# Форум на русском языке  > Угрозы информационной безопасности  > Спам и мошенничество в сети  >  окончательно: Webmoney generator

## RiC

> Как это работает 
> 
> Принцип действия программы уникально прост. Дело в том, что для увеличения денежных средств на вашем WM кошельке вам не нужно больше воровать деньги у другого пользователя, достаточно воспользоваться программой WebMoney Generator и просто увеличивать ежедневно ваш капитал на сумму равную 100$. Данная программа создаёт виртуального (т.е. не существующего) отправителя, который отсылает вам эти деньги с автоматически сгенерированого WebMoney Generator кошелька...


Распологается сие чудо здесь - h_tt_p://rtdkru.tripod.com продается за 50$ - лохотрон в чистом виде.

----------

Надоело быть жертвой? Стань профи по информационной безопасности, получай самую свежую информацию об угрозах и средствах защиты от ведущего российского аналитического центра Anti-Malware.ru:

----------


## Alex_Goodwin

> обнаружено: троянская программа Trojan-Spy.Win32.Webmoner.cj	Файл: C:\Documents and Settings\Alex_Goodwin\Рабочий стол\wmg9.rar/WebMoney Generator 9.0\WebMoney Generator 9.0.exe


 ---

----------


## mayas

больше всего вот это понравилось




> Вопрос: Зачем вам нужны деньги от продажи WMG если вы и так с помощью неё зарабатываете неплохие деньги?
> Ответ: С каждого заработанного с помощь программы доллара, 30 % поступает на наш кошелек, поэтому нам выгодно продавать программу.


 :Rofl:  :Rofl:  :Rofl:

----------


## sddsfdsf1d

Прога работает на все 100% до 100WMZ в день 
Программа стоит 50 WMZ 
Но это того стоит! Верить или не верить решать вам. 

Но я знаю точно: что если человек в одно прекрасное время не поймет для себя, что он всю жизнь может остаться "подай и принеси"..... 
Ребят думайте головой. Все рально... 
Если вас обманывали - это не как не значит что вас везде обманут. 
Спасибо РТДК!

----------


## anton_dr

> Если вас обманывали - это не как не значит что вас везде обманут.

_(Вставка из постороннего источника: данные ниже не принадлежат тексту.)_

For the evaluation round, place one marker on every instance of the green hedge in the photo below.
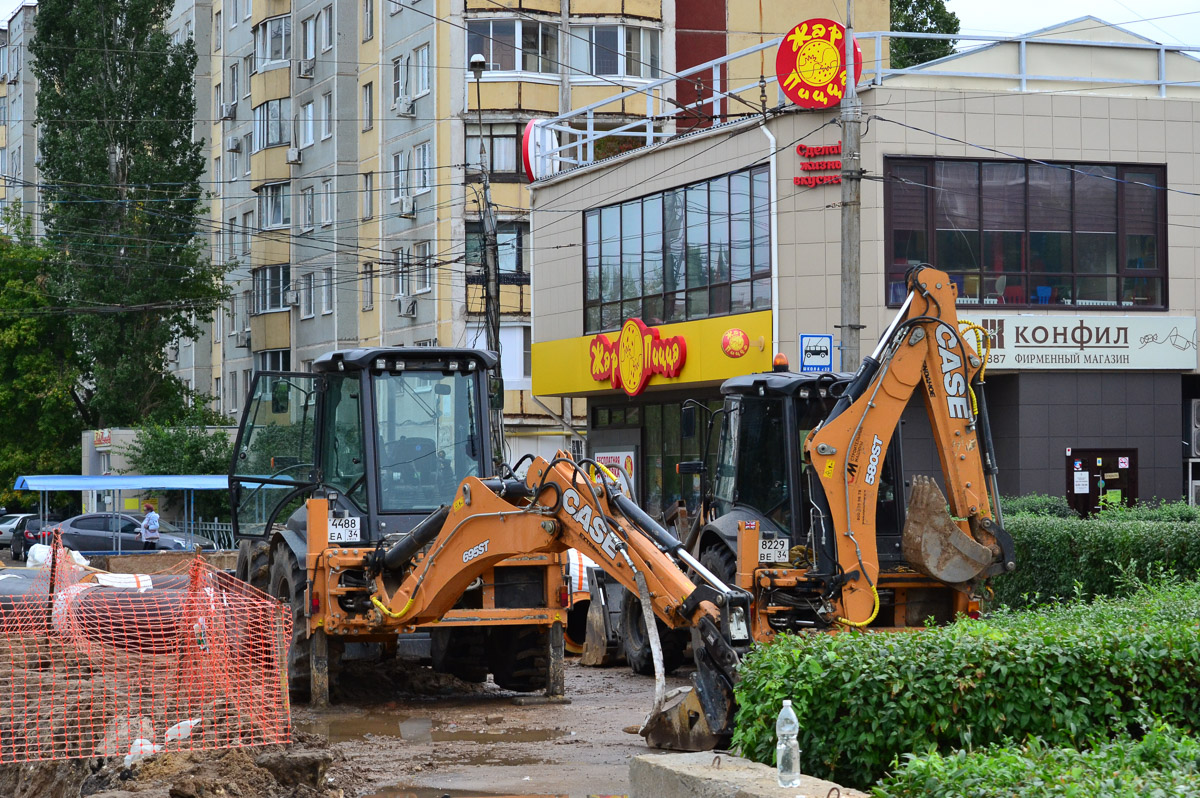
(1164, 762)
(1065, 673)
(1091, 557)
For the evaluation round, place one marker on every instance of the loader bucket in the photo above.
(936, 546)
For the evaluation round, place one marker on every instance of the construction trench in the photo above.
(394, 730)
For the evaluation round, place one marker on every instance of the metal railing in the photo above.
(576, 132)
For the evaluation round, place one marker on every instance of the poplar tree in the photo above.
(121, 193)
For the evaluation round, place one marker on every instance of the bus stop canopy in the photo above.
(123, 483)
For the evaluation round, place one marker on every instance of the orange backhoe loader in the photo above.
(799, 513)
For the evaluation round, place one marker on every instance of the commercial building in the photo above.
(1053, 175)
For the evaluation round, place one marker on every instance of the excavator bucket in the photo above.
(934, 544)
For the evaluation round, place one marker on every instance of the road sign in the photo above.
(816, 353)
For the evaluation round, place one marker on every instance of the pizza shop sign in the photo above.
(637, 354)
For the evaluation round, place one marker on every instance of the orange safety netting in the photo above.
(127, 665)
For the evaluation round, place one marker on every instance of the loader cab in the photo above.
(761, 454)
(385, 433)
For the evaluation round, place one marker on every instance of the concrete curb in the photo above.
(718, 775)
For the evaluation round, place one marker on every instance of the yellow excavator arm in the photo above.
(922, 351)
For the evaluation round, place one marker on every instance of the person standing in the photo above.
(149, 531)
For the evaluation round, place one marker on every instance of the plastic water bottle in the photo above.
(787, 750)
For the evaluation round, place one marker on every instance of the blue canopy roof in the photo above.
(123, 483)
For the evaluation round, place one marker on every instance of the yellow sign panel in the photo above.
(564, 367)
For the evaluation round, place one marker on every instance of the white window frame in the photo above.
(421, 61)
(275, 205)
(421, 160)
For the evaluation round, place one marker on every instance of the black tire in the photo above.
(636, 643)
(519, 658)
(255, 564)
(287, 583)
(460, 652)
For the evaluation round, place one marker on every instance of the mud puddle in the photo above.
(347, 727)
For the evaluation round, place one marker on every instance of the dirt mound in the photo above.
(297, 771)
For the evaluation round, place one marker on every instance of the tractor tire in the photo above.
(255, 564)
(461, 653)
(519, 658)
(287, 583)
(636, 643)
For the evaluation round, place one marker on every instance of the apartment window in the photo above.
(691, 252)
(247, 227)
(327, 28)
(423, 268)
(309, 30)
(307, 309)
(423, 181)
(401, 275)
(399, 81)
(270, 283)
(423, 70)
(499, 148)
(622, 51)
(399, 177)
(306, 125)
(273, 43)
(509, 45)
(306, 208)
(274, 205)
(511, 252)
(273, 124)
(327, 202)
(1080, 234)
(273, 360)
(367, 107)
(367, 286)
(367, 195)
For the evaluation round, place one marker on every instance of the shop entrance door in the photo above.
(1101, 474)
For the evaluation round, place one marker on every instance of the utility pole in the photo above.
(491, 276)
(851, 205)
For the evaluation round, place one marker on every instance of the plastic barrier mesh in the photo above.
(120, 665)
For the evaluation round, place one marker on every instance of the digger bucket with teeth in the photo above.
(934, 544)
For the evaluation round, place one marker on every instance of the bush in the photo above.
(1037, 504)
(1163, 762)
(1091, 557)
(1066, 673)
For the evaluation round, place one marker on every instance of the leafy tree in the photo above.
(41, 429)
(115, 108)
(922, 17)
(191, 448)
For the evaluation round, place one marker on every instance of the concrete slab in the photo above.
(718, 775)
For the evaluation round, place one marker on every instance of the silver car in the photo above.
(102, 531)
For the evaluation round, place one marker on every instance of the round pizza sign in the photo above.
(811, 64)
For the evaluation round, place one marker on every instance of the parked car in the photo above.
(7, 523)
(99, 532)
(30, 531)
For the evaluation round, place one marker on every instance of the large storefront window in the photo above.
(1019, 233)
(687, 253)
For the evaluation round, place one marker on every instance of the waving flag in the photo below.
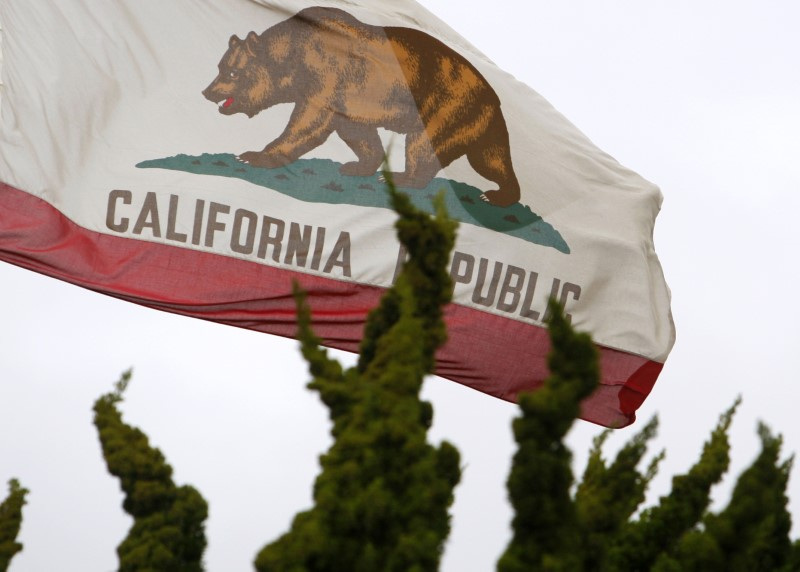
(196, 157)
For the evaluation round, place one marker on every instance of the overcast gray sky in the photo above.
(699, 97)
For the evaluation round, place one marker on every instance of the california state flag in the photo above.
(196, 157)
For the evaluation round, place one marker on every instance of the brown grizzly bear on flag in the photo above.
(350, 78)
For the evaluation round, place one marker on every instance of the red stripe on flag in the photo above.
(495, 355)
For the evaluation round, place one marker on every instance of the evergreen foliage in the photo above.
(660, 527)
(381, 501)
(752, 533)
(168, 532)
(545, 531)
(594, 529)
(10, 522)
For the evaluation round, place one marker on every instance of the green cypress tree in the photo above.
(752, 533)
(608, 495)
(381, 501)
(10, 522)
(658, 531)
(168, 532)
(545, 531)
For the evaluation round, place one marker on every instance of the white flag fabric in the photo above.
(196, 157)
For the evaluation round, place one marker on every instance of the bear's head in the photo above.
(246, 79)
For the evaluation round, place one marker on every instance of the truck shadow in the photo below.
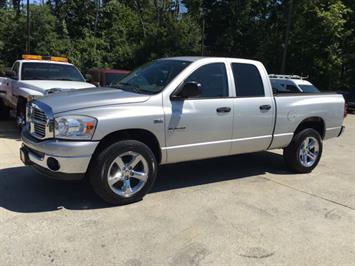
(23, 190)
(9, 130)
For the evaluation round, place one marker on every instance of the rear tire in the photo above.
(304, 152)
(123, 172)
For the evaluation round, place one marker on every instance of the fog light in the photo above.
(52, 164)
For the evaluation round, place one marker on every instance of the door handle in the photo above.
(223, 110)
(265, 107)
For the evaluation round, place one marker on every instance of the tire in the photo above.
(21, 112)
(110, 164)
(298, 158)
(4, 111)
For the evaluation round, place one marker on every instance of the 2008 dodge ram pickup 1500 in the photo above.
(173, 110)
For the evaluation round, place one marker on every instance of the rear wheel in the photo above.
(123, 172)
(304, 152)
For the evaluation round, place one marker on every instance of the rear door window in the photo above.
(213, 78)
(247, 79)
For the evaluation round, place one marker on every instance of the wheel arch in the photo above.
(314, 122)
(142, 135)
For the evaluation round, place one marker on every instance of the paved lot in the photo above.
(241, 210)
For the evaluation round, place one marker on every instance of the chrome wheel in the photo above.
(309, 151)
(128, 174)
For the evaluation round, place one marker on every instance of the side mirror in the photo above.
(189, 89)
(11, 74)
(88, 77)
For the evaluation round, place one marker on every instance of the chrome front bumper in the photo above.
(72, 157)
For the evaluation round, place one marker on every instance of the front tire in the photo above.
(21, 112)
(123, 172)
(4, 111)
(304, 152)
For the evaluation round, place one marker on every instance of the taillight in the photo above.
(345, 109)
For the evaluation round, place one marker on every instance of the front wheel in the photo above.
(304, 152)
(123, 172)
(4, 111)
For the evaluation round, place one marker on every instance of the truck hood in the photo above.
(87, 98)
(45, 85)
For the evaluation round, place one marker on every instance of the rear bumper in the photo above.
(56, 158)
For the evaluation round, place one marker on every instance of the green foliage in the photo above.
(320, 42)
(126, 33)
(116, 34)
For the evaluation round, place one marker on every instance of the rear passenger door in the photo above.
(254, 109)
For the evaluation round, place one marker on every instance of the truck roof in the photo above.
(43, 61)
(196, 58)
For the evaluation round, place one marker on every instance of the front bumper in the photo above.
(60, 159)
(341, 131)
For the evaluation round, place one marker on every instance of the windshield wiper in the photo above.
(134, 88)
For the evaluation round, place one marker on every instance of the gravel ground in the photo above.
(245, 209)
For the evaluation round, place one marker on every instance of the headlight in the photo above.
(74, 127)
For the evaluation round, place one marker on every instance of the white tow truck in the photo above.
(35, 76)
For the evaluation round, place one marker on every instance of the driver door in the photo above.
(201, 127)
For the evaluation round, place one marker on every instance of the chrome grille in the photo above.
(39, 122)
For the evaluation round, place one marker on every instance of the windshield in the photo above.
(151, 78)
(49, 71)
(113, 78)
(309, 88)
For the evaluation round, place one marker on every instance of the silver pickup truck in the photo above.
(174, 110)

Но это не тот случай. Там именно то место, где обманывают  :Smiley:

----------


## ВодкуГлыть

> Прога работает на все 100% до 100WMZ в день 
> Программа стоит 50 WMZ 
> Но это того стоит! Верить или не верить решать вам. 
> 
> Но я знаю точно: что если человек в одно прекрасное время не поймет для себя, что он всю жизнь может остаться "подай и принеси"..... 
> Ребят думайте головой. Все рально... 
> Если вас обманывали - это не как не значит что вас везде обманут. 
> Спасибо РТДК!


Деньги - как энергия или материя: если где-то прибудет, значит где-то должно убыть. Откуда же берутся эти "100WMZ" в день? :Wink:

----------


## Djassie

Берутся вот откуда....Скачивается "жертвой" эта прога, запускается, и вдруг на мониторе появляется окошко с текстом с таким смыслом "Перешлите на такой-то кошелек столько-то WMZ, и будет вам счастье, а если не перешлете, то через 2 часа автоматически удалятся все файлы с вашего компа.И не выключайте комп, а то программа удаления сработает автоматически". При этом через 2 часа удаляются ок.99% файлов с компа  :Cry:

----------


## Макcим

Сохранился экземпляр программы или ссылку откуда её скачали?

----------


## Djassie

Вообще ничего не сохранилось из истории.И браузер был удален вместе с остальными файлами.А в сети программа WebMoney Generator была представлена как "Программа, отправляющая SMS с вашего компьютера".

----------


## Макcим

> Вообще ничего не сохранилось из истории.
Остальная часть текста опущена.